World football needs to be brought under control. Perhaps we should send in the United Nations!

Sepp Blatter looked certain to win unopposed in the presidential election of FIFA, football’s governing body, after being cleared of all charges relating to corruption in the game.

In the face of mounting political pressure, FIFA insisted that it would not postpone the election and thus invited derision for creating a situation where it could be won by only one man.

While Mr Blatter, who earns €700,000 (£607,000) a year from FIFA, survived unscathed, two of the sport’s most senior figures, Mohamed bin Hammam and Jack Warner, the head of the confederations of Asia and the Caribbean and North America respectively, were suspended from any involvement in football.

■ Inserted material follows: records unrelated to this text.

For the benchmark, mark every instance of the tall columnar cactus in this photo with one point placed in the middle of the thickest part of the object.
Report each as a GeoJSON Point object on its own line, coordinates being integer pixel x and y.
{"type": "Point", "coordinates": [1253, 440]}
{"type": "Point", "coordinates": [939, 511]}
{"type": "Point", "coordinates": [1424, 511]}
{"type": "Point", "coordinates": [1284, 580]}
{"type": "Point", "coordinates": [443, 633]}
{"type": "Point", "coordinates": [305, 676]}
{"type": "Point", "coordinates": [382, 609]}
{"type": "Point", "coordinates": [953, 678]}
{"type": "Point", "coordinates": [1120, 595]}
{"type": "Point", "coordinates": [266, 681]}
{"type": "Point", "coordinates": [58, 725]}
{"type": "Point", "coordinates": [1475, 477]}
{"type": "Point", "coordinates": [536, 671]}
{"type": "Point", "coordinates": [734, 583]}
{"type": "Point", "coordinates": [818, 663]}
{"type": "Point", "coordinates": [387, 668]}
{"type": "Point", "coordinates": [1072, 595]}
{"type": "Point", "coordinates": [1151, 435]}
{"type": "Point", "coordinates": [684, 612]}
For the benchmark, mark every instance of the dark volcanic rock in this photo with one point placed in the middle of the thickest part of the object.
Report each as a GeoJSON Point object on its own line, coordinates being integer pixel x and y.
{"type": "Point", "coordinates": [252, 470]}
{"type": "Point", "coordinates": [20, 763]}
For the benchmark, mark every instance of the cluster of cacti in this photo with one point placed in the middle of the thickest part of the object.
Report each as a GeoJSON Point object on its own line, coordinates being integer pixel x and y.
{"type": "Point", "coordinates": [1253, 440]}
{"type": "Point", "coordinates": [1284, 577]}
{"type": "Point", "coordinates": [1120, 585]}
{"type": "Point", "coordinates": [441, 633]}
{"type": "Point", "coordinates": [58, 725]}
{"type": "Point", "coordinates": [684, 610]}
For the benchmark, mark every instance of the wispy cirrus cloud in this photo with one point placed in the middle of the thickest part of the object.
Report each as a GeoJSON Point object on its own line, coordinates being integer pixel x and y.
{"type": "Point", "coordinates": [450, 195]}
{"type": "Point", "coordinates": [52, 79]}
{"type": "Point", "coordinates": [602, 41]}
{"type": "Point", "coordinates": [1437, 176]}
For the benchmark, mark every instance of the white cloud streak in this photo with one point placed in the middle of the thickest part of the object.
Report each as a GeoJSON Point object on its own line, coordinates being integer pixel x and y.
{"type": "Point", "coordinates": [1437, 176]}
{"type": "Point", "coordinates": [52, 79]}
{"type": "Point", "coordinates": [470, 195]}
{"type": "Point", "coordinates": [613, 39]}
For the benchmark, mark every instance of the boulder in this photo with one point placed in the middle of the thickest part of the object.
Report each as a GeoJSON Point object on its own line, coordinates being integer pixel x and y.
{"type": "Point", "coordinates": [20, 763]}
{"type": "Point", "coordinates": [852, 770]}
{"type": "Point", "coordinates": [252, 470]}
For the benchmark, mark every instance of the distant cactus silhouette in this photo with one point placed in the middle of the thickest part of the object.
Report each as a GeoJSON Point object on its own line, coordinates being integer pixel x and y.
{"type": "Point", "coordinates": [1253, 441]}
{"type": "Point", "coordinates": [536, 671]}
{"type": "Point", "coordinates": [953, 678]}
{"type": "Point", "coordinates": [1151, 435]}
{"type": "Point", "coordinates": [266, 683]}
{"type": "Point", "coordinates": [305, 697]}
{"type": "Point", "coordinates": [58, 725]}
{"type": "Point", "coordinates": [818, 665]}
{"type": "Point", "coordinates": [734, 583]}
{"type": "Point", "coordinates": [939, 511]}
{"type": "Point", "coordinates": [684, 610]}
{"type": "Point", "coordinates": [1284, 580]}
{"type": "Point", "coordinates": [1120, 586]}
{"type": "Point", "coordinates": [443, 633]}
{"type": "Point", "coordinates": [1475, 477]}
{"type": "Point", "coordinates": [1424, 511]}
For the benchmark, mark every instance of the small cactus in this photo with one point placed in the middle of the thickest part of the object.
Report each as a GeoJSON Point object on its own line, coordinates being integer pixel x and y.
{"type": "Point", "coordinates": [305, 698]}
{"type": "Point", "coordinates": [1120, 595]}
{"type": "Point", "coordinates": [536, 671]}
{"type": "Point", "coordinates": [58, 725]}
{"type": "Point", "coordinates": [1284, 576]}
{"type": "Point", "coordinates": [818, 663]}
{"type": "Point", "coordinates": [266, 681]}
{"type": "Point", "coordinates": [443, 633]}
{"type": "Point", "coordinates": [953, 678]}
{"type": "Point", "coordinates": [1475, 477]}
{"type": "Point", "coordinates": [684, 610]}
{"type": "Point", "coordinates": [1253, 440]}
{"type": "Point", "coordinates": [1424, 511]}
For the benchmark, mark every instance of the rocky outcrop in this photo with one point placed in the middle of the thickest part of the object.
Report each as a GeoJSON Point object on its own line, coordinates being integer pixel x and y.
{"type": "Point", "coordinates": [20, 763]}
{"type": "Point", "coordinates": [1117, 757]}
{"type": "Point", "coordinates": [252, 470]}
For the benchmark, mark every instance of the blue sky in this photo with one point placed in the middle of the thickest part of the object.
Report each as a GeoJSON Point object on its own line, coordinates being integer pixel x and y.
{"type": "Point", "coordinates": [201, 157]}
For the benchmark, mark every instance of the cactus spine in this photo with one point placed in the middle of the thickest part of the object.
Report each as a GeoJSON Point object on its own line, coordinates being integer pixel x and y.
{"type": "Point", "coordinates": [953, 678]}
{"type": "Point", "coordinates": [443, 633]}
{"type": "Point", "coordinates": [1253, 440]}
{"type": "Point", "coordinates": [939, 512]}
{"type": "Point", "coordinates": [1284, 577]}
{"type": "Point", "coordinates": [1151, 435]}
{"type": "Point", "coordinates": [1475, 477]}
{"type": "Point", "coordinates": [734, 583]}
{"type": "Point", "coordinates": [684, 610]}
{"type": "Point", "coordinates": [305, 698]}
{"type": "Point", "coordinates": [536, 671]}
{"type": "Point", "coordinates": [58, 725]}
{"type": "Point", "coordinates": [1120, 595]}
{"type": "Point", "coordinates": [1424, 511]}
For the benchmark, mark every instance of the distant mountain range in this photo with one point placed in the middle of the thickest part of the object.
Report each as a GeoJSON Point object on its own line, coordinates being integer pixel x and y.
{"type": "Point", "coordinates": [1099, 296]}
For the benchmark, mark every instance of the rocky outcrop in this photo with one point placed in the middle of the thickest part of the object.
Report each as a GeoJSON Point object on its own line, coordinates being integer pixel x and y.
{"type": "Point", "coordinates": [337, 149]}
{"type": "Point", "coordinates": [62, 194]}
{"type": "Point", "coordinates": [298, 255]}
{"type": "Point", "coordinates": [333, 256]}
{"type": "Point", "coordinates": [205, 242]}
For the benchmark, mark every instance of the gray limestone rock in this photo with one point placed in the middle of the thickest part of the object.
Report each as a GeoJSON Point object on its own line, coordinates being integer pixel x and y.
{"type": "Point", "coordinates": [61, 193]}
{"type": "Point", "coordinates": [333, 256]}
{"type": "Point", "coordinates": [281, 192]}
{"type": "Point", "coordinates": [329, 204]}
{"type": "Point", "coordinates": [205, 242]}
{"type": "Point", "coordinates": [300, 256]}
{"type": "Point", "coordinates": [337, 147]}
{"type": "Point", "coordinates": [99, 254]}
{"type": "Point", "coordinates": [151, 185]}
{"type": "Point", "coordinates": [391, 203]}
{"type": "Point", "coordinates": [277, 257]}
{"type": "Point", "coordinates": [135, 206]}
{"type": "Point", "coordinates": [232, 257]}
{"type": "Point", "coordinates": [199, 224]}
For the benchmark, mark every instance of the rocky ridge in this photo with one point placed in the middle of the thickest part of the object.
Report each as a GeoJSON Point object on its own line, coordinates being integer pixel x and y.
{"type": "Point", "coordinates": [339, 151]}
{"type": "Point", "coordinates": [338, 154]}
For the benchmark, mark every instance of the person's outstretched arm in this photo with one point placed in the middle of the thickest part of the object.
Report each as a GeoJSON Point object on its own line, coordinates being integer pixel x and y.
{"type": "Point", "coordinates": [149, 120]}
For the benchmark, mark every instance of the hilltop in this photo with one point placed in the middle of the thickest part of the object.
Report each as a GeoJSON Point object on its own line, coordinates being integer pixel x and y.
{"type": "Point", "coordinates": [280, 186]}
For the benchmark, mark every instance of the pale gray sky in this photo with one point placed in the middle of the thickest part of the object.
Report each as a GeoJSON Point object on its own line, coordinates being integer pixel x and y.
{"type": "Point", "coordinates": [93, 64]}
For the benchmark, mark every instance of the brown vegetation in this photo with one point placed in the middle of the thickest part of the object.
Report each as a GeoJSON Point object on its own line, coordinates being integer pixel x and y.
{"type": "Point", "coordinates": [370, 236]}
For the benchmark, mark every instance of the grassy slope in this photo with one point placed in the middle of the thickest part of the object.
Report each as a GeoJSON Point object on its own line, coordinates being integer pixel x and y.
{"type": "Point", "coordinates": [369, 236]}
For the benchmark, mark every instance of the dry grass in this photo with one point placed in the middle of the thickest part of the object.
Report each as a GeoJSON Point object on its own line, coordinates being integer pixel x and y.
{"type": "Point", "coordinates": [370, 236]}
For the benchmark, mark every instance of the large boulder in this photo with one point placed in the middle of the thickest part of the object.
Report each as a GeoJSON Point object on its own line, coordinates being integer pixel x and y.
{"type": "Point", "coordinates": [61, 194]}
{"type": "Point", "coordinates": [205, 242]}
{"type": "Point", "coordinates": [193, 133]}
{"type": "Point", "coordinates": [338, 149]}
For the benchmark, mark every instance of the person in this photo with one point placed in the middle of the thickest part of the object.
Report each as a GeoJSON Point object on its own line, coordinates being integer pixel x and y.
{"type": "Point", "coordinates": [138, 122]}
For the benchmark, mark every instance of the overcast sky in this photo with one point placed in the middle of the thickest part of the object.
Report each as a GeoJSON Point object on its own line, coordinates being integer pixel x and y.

So much for the plea from Britain’s Prime Minister David Cameron that FIFA defer the election of Sepp Blatter for a further four years.

Why should anyone at FIFA have listened to a Prime Minister who, only months ago, was wooing Mr Blatter in the hope that the executive committee would award England the 2018 World Cup?

Changes in the law on sports administration going through the Swiss parliament should hopefully ensure that FIFA clean up their act while Mr Blatter looks set to rule the roost for the foreseeable future. But the English still have plenty of egg on their faces, not least David Beckham, whose main contribution to the 2018 bid was to visit Trinidad and Tobago and Jack Warner.

In the past, Mr Warner was found to have profited from selling World Cup tickets above face value through his family travel firm.

In addition, the tax-paying public should know that the British Government sanctioned a 24-hour tax amnesty for Barcelona players and officials last week.

The agreement ensured that their earnings and bonuses whilst in London for the Champions League Final were free of UK tax at a time when the British public is now having to work three days longer just to pay for the increase in VAT.

No other world body could or should be allowed to wield so much power.